アイゼンに色を注いでから、私の体からは「温度」という概念が抜け落ちてしまったかのようでした。氷に触れているのか、自分の肌に触れているのか、区別がつきません。
「少しだけじゃねぇだろ。お前、髪の先まで真っ白だぞ。――死ぬ気かよ」
ヴェールさんの声には、苛立ちが混じっていました。
彼は立ち止まり、私に小さな銀色の瓶を差し出しました。中には、濁った灰色の液体が揺れています。
「これ、ババアのところから掠めてきた。……『瓶詰めされた色』だ。質は最悪だが、飲めば少しはマシになる。お前が倒れたら、俺が困るんだよ」
「ありがとうございます。でも、これはあなたが持っていてください」
私は、その瓶を押し戻しました。
「私は、部品ですから。中身が少し減っても、動けなくなるまで使えばいいんです。それよりも、あなたの方が……顔色が良くありません」
ヴェールさんの「色漏症」。
彼は常に、自分の命が指先からこぼれ落ちていく寒さと戦っています。
私よりも、彼の方がその「色」を必要としているはずでした。
「……けっ、おめでたい奴だな」
ヴェールさんは吐き捨てるように言うと、瓶の蓋を開け、一気に中身を喉へ流し込みました。
空になった瓶を懐へ乱暴に放り込み、手の甲で口元を拭います。その横顔には、他者への気遣いではなく、ただ生き延びるための渇望だけが張り付いていました。

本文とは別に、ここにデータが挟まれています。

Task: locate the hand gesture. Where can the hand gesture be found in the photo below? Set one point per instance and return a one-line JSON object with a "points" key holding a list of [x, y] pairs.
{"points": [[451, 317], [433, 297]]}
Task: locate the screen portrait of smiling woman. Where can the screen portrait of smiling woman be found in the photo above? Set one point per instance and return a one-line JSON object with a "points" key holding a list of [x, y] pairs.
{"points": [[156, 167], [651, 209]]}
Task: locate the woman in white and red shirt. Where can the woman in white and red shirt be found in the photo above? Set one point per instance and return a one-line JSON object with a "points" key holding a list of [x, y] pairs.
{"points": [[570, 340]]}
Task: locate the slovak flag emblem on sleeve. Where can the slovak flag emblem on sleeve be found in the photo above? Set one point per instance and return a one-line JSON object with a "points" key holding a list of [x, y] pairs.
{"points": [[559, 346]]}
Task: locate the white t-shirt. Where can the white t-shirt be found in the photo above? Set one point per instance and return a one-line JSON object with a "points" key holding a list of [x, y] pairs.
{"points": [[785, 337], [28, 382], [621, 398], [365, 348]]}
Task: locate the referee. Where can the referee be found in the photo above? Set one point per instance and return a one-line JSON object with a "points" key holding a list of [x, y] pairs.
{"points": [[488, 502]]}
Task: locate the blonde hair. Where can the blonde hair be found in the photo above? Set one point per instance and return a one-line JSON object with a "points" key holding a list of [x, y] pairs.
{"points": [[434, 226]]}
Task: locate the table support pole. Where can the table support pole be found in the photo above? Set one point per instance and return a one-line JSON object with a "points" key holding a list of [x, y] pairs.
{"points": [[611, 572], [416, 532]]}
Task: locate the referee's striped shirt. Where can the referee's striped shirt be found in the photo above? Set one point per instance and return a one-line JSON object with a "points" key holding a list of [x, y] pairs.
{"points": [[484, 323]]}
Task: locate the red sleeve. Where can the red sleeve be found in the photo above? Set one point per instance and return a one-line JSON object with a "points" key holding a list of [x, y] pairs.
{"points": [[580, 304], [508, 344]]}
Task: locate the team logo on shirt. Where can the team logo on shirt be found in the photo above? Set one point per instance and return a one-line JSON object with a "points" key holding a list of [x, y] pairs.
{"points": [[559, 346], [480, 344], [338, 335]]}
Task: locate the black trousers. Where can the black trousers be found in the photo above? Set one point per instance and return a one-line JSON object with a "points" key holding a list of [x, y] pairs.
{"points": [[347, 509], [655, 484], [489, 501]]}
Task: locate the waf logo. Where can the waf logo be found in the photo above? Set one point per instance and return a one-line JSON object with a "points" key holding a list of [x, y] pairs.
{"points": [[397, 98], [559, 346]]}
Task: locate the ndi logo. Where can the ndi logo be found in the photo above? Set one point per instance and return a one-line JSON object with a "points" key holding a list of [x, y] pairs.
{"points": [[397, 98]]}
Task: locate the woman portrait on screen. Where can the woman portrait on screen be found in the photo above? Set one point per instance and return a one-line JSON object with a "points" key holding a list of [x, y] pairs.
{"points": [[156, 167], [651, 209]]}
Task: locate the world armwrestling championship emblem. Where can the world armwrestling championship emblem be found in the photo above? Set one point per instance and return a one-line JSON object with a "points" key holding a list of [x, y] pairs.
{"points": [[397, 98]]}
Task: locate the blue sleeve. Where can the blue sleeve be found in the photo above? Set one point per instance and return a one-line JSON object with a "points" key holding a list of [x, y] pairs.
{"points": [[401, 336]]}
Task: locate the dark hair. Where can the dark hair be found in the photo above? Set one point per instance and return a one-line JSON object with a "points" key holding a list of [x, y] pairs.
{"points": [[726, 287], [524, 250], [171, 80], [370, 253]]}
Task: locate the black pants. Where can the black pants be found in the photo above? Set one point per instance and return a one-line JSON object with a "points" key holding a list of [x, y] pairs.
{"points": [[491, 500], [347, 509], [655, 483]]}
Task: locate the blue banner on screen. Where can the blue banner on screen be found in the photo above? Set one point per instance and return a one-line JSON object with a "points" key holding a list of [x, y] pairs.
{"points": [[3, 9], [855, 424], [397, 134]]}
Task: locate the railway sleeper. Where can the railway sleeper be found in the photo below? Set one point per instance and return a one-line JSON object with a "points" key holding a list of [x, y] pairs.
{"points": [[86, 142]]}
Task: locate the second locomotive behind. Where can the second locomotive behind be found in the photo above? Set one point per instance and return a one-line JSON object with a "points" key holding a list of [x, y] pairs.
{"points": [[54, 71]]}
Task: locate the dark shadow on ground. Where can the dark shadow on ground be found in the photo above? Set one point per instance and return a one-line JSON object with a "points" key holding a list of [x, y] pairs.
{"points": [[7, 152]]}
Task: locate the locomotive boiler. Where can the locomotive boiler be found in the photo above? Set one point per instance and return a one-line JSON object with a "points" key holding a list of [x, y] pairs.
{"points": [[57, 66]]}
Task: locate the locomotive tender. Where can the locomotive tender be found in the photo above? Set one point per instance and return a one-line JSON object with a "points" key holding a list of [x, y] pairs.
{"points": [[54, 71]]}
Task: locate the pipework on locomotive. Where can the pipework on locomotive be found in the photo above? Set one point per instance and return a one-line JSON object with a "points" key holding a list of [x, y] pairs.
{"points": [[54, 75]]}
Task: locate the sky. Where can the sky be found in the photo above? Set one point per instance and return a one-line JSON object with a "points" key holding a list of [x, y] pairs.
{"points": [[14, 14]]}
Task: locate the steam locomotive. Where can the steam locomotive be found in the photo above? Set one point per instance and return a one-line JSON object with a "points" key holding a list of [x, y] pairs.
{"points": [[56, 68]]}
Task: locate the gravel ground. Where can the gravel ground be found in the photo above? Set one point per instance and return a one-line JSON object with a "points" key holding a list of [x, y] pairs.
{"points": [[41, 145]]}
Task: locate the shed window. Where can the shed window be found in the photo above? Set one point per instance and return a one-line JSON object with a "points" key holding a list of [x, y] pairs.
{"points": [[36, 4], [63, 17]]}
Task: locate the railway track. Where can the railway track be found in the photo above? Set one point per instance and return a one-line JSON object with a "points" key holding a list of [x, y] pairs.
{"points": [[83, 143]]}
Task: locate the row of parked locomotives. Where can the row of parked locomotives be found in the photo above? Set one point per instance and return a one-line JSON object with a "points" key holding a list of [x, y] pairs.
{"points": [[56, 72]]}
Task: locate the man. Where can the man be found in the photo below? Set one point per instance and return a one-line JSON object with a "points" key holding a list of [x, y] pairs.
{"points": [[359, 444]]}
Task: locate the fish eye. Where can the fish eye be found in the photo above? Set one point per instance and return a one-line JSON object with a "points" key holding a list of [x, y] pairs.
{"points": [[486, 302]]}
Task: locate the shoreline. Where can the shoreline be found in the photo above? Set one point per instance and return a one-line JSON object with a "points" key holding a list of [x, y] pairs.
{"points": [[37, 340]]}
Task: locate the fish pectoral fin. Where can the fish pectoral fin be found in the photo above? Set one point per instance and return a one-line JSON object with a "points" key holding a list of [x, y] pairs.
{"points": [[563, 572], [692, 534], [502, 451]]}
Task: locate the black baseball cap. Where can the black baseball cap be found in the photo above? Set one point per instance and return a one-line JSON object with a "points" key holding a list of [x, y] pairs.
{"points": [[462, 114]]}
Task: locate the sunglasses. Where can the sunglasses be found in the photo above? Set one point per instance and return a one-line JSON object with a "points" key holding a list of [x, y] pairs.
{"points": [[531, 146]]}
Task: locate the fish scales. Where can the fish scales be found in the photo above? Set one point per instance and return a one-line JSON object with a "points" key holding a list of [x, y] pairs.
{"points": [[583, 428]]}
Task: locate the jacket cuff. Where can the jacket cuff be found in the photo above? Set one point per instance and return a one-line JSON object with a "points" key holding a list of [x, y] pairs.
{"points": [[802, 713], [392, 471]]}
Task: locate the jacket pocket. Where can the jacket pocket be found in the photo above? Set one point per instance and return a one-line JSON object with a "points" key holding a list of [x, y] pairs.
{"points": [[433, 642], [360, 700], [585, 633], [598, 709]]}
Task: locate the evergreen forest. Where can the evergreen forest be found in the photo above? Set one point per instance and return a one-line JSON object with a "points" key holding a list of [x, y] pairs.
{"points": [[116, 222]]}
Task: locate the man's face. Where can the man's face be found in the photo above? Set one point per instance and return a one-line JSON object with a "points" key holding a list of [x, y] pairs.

闇の中で、アイゼンが一度だけ、重い足音を響かせました。
まるで、私の言葉に同意しているのか、あるいは、何かを戒めているかのように。
その時でした。
『ギ……ギギ…………』
前方の闇の奥から、不快な金属の摩擦音が聞こえてきました。
それは、アイゼンが立てる規則正しい音とは違う、何かが「引きずられている」ような不規則な音。
「……おい、止まれ」
ヴェールさんがランタンを低く構え、腰の短剣に手をかけました。
音は、刻一刻と近づいてきます。
『対象物、捕捉。……廃棄番号、未照合。……回収を開始します』
無機質な合成音声。
暗闇の向こうから、カチカチと無数の関節を動かす音が響きました。
塔の底部を巡回し、不要になった「ゴミ」を回収して精製炉へ運ぶ、機械の掃除屋。
「……回収機だ。……ちっ、さっそくお出迎えかよ」
アイゼンの青い眼が、闇の奥で赤く染まりました。
私の前に出て、巨大な盾のように影を作ります。